Do spotkania z ks. M. Sopoćką dochodzi w 1933 roku, kiedy po ślubach wieczystych s. Faustyna przyjechała do Wilna. Ksiądz Sopoćko był wówczas spowiednikiem Sióstr Matki Bożej Miłosierdzia. Moment spotkania s. Faustyna opisała w Dzienniczku: „Nadszedł tydzień spowiedzi i ku mojej radości ujrzałam tego kapłana, którego już znałam wpierw, nim przyjechałam do Wilna. Znałam go w widzeniu. Wtem usłyszałam w duszy te słowa: oto wierny sługa Mój, on ci pomoże spełnić wolę moją tu na ziemi. ...Kiedy odsłoniłam całą swą duszę przed tym kapłanem, Jezus zlał na duszę moją cale morze łask” (Dz 263)
To wobec ks. M. Sopoćki Pan Jezus polecił s. Faustynie odsłonić całą swą duszę, swe życie wewnętrzne, objawienia, posłannictwo. Sługa Boży podszedł do sprawy bardzo ostrożnie, nie dowierzał, badał, odesłał s. Faustynę do psychologa. Siostra Faustyna rozumiała go, bo napisała: „Spowiednik ...musi nieraz doświadczyć, musi próbować, musi ćwiczyć, musi poznać, czy ma do czynienia ze słomą, czy z żelazem, czy z czystym zlotem. Każda z tych trzech dusz potrzebuje odrębnego ćwiczenia. Musi — i to koniecznie — spowiednik wyrobić sobie o każdej sąd jasny, aby wiedział, co ona maże udźwignąć w pewnych chwilach, okolicznościach i wypadkach” (Dz. 112). Przekonany o zdrowej psychice, o bogatym życiu wewnętrznym, o zjednoczeniu z Chrystusem s. Faustyny i prawdziwości objawień, ks. M. Sopoćko podejmuje się kierownictwa duchowego s. Faustyny. Zanotowała ona: „Pod jego kierownictwem szybko dusza moja postępowała w miłości Bożej i wiele życzeń Pańskich zostało na zewnątrz spełnionych” (Dz. 144). Dziękując Miłosiernemu Bogu za dar mądrego, wykształconego i doświadczonego spowiednika s. Faustyna dodaje: „Wspomnę jeszcze jedno sowo o kierowniku swej duszy. Dziwna rzecz, że jest tak mało kapłanów, którzy umieją w duszę wlać moc i odwagę i siły, że dusza nie męcząc się idzie zawsze naprzód. Pod takim kierownictwem, dusza, nawet przy słabych silach, wiele może dla chwały Bożej uczynić” (Dz. 937)

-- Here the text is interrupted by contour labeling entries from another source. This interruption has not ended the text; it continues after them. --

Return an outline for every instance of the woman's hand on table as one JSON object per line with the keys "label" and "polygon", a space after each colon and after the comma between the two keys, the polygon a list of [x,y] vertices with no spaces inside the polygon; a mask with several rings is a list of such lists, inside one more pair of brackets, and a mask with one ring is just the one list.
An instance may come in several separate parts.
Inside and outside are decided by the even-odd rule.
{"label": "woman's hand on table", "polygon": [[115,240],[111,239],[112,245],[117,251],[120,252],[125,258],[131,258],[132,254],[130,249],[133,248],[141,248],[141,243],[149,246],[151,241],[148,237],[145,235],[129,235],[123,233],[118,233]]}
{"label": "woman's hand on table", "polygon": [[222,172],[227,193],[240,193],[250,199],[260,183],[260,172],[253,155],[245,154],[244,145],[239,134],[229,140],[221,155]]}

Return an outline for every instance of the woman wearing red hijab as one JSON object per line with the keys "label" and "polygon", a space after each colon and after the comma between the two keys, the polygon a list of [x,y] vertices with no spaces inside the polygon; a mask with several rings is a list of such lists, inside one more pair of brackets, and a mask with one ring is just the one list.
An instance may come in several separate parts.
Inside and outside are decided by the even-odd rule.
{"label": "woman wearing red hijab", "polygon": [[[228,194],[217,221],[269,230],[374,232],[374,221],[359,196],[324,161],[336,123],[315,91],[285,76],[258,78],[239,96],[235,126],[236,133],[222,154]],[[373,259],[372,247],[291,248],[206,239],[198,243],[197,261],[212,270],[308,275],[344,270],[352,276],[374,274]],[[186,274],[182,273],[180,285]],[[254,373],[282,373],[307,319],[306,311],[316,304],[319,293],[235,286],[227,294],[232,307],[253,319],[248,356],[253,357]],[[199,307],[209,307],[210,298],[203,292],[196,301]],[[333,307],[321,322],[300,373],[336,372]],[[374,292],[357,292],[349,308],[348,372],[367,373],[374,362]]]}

Przekonując się coraz bardziej o misji, jaka została powierzona s. Faustynie przez Miłosiernego Boga, ks. M. Sopoćko w to nowe dzieło angażuje się całkowicie. Poleca s. Faustynie spisywać swoje przeżycia, a szczególnie to, co jej powie Pan Jezus. Sługa Boży podejmuje się spełnienia poleceń Pana Jezusa przekazanych Błogosławionej: namalowanie obrazu Jezusa Miłosiernego, rozpowszechnianie obrazków i Koronki do Miłosierdzia Bożego. Głosi kazania o Miłosierdziu Bożym, wykorzystując do tego celu także radio. Pisze artykuły o Bożym Miłosierdziu, zabiega ustanowienie święta Miłosierdzia Bożego. Dokłada starań, by powstało nowe Zgromadzenie zgodnie z żądaniem Pana Jezusa.
W orędziu Miłosierdzia dostrzegał ks. M. Sopoćko siłę potężniejszą niż zło, zdolną dokonać radykalnej przemiany człowieka i świata pod warunkiem, że zostanie ono poznane, przyjęte sercem i odzwierciedlone w życiu. Dlatego żarliwie propaguje nowe formy kultu wśród ludzi.
Sam Pan Jezus tak dalece angażuje swego Sługę w rozpowszechnianie kultu Miłosierdzia Bożego, tak jemu ufa, że daje s. Faustynie następujące polecenie: „... jeżeli masz wątpliwości w mowie Mojej, to wiesz kogo masz pytać, udzielam mu światła, aby sądził sprawę Moją, strzeże go oko Moje. Córko Moja, masz być jak dziecko wobec niego, pełna prostoty i szczerości, przenoś zdanie jego nad wszystkie żądania Moje, on cię poprowadzi według woli Mojej: jeżeli ci nie pozwoli wykonać żądań Moich, bądź spokojna, nie będę wchodził w sądy z tobą, sprawa ta pozostanie między Mną a nim — ty masz być posłuszna” (Dz. 895).
W dużej mierze to właśnie dzięki staraniom Sługi Bożego ks. M. Sopoćki zostaje spełnione pierwsze życzenie Pana Jezusa. W 1934 roku Eugeniusz Kazimirowski maluje obraz Pana Jezusa Miłosiernego z podpisem: „Jezu, ufam Tobie!”, według wizji S. Faustyny z 22 lutego 1931 roku.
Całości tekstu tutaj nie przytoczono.